A quick list of the instantly visible dodgy parts

That Word document probably contains a virus

  1. The subject line: What invoice? I don’t remember getting an invoice.
  2. The sender: I’ve never heard of these people.
  3. The amount: It’s a weird amount. It doesn’t mention what it’s for.
  4. That Word Doc: It just has my name as the file name. That’s weird.

Some closer inspection

Then, having a deeper look at how this thing is put together I can confirm that there are reasons it shouldn’t be trusted.

  1. Email address and sender name: The email address and sender name don’t match.
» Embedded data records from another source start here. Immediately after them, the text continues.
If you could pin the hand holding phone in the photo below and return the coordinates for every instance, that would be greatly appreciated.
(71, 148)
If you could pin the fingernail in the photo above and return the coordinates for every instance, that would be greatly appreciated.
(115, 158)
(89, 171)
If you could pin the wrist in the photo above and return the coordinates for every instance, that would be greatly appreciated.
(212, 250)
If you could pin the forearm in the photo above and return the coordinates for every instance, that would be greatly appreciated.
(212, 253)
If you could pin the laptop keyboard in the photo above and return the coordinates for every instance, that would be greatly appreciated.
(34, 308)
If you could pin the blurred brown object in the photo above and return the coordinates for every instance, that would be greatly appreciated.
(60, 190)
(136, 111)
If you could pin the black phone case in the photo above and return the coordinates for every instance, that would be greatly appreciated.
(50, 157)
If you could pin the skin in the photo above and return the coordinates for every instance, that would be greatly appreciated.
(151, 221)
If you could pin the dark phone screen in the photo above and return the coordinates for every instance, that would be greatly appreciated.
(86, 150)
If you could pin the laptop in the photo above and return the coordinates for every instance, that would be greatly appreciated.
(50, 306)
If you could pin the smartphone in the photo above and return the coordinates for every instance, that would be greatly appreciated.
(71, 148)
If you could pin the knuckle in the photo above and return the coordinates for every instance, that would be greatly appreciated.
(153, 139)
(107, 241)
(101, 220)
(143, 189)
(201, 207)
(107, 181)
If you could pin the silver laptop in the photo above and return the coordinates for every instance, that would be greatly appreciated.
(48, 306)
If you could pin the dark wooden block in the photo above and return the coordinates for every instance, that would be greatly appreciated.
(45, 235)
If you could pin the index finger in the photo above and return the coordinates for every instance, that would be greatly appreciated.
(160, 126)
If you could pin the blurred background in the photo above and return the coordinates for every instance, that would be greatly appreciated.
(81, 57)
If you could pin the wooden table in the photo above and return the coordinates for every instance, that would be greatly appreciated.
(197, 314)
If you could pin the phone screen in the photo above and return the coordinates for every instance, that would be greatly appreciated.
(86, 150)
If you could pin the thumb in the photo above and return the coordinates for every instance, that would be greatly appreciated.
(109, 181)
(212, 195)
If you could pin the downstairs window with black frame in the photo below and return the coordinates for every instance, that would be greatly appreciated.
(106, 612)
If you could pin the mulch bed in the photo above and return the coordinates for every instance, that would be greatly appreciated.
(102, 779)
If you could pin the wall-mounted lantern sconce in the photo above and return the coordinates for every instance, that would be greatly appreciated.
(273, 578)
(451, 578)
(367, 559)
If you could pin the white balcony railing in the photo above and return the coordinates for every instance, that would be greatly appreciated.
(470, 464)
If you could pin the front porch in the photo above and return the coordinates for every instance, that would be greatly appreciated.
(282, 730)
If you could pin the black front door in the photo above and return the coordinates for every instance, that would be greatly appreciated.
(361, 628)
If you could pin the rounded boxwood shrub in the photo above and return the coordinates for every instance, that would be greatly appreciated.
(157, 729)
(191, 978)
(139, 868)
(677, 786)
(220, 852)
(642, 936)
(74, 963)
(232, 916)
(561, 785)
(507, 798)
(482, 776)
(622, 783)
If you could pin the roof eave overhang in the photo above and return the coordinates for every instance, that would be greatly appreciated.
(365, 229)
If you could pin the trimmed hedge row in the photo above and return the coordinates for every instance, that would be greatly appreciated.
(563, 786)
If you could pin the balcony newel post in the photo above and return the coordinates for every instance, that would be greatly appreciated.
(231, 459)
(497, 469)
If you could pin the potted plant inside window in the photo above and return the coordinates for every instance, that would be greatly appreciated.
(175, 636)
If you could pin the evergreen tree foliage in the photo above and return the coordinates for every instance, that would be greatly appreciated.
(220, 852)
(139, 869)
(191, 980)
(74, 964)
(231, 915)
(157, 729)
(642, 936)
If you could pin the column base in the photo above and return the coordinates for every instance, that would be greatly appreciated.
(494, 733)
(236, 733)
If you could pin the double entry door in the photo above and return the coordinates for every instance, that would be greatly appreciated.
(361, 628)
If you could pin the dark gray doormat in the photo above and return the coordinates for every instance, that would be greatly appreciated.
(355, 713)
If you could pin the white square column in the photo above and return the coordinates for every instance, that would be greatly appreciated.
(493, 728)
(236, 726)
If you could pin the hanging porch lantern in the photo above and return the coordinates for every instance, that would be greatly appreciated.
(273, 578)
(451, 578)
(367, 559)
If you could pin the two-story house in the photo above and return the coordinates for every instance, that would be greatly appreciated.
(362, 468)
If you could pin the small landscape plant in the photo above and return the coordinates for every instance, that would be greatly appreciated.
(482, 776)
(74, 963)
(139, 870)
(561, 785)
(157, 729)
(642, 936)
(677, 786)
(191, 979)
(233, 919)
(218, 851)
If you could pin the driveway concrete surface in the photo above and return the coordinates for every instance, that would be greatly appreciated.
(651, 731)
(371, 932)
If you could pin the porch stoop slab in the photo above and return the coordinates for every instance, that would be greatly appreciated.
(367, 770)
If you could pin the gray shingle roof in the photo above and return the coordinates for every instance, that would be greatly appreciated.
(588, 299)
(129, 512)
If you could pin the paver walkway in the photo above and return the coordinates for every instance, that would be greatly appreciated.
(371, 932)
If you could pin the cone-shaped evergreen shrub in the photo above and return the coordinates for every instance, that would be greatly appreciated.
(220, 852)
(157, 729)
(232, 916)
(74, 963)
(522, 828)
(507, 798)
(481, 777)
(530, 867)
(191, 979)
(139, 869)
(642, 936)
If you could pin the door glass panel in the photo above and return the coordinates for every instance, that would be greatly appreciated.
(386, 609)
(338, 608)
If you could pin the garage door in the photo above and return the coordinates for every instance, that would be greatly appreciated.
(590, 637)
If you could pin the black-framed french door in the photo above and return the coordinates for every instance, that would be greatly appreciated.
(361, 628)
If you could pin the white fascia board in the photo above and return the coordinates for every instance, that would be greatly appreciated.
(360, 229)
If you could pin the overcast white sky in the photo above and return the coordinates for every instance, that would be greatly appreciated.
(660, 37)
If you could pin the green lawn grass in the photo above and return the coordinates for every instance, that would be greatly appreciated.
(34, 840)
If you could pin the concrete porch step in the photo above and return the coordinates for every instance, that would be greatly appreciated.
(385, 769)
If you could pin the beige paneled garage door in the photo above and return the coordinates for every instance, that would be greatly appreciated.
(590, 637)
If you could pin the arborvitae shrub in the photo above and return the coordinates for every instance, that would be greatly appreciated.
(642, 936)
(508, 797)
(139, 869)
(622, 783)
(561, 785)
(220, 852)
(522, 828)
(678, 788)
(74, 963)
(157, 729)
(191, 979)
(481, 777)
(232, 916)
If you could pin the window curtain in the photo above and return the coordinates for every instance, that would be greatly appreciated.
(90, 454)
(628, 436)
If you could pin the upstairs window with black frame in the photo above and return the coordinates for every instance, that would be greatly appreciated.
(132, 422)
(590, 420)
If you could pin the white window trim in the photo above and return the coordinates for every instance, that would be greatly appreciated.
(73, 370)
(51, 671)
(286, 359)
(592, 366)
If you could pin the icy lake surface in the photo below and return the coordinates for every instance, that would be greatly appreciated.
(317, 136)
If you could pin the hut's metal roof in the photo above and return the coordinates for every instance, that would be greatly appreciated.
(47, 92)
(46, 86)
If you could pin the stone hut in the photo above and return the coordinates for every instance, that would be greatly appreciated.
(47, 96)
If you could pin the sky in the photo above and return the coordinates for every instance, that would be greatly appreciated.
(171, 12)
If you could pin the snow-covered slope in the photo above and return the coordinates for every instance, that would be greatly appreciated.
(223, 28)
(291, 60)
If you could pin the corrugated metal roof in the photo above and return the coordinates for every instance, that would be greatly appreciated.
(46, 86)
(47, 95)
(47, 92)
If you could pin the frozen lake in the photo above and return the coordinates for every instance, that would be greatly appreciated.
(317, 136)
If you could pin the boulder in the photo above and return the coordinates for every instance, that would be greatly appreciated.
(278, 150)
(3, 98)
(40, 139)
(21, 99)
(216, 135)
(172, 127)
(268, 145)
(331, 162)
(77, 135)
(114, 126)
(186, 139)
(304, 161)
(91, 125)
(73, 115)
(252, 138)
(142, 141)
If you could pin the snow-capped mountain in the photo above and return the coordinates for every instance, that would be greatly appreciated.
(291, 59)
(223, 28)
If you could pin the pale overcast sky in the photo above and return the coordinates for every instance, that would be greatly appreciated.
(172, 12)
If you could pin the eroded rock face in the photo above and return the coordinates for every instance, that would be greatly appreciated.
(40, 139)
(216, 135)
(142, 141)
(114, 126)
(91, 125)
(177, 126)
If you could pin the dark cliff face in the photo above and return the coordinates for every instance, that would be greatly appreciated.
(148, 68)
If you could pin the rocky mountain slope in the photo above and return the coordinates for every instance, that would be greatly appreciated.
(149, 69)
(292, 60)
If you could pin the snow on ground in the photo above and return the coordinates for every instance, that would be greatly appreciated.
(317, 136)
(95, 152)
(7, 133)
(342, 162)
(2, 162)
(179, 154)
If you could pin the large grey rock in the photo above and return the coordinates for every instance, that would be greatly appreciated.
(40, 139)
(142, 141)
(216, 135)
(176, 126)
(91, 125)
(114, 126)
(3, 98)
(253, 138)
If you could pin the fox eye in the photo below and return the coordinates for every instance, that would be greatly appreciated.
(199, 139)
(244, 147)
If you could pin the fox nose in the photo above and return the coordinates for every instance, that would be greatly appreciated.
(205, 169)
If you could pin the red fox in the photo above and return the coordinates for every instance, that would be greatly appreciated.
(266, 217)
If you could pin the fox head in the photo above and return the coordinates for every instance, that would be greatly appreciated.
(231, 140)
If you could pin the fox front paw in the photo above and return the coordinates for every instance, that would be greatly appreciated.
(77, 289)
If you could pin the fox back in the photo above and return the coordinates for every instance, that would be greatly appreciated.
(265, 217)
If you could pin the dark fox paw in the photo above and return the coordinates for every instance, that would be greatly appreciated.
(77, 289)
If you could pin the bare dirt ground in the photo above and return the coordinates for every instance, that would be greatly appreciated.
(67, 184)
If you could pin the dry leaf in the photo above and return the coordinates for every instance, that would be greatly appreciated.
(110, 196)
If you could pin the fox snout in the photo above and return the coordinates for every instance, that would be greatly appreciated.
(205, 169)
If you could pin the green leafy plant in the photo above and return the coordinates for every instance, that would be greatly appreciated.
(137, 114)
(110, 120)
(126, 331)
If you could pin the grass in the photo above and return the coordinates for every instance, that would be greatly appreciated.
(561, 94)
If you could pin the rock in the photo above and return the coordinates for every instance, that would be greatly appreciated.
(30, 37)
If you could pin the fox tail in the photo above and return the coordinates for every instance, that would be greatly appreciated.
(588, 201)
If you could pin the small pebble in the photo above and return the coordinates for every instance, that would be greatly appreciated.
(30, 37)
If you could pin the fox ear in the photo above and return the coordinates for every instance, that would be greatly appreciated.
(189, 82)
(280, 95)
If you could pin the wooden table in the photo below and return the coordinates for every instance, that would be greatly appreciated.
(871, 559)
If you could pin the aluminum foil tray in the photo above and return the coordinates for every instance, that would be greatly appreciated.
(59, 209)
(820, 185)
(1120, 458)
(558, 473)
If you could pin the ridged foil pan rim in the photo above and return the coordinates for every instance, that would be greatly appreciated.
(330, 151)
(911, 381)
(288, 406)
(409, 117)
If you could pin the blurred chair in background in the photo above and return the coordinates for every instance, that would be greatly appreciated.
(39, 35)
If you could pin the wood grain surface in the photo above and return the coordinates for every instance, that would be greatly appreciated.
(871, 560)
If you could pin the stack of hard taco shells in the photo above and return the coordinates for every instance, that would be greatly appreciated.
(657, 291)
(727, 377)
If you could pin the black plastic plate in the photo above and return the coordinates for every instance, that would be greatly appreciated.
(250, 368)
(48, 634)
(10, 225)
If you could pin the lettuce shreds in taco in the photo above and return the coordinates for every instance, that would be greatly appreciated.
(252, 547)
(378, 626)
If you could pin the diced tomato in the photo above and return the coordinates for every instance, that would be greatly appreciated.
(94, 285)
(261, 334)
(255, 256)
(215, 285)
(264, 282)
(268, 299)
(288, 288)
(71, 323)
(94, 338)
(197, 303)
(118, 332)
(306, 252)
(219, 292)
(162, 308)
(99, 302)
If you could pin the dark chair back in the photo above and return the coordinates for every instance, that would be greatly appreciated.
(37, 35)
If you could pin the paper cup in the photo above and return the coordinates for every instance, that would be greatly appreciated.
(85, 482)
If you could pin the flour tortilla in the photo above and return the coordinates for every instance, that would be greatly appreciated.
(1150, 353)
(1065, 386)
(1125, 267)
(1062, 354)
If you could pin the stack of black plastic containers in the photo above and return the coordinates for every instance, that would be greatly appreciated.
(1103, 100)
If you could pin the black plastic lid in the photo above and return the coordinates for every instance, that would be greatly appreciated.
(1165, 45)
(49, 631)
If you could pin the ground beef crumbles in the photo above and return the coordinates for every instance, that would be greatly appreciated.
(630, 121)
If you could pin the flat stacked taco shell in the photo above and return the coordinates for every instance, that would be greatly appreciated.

This probably has not come from a business’s official email account.
  2. Details of the message: It says that there’s a bill reference number and there’s an invoice number. These don’t agree and there’s nothing in the to explain the situation to me.
The sender name and the email address do not matchThe bill reference number is different to the invoice number

Why does this email exist?

Look, I can’t say for sure. I was suspicious of it so I got rid of it.

But it seems to me this exists with purposefully confusing information in the body of the email to get me to try to open the Word .doc file in the hope that it will explain the situation better.

Word documents (or things pretending to be them) can have malicious software in them that only executes when you try to open it. That software can sometimes ruin your life (unless you have a robust backup procedure).

What to do with an email like this.

Mark it as junk to help train your junk email filter and maybe things like this will not appear in the future.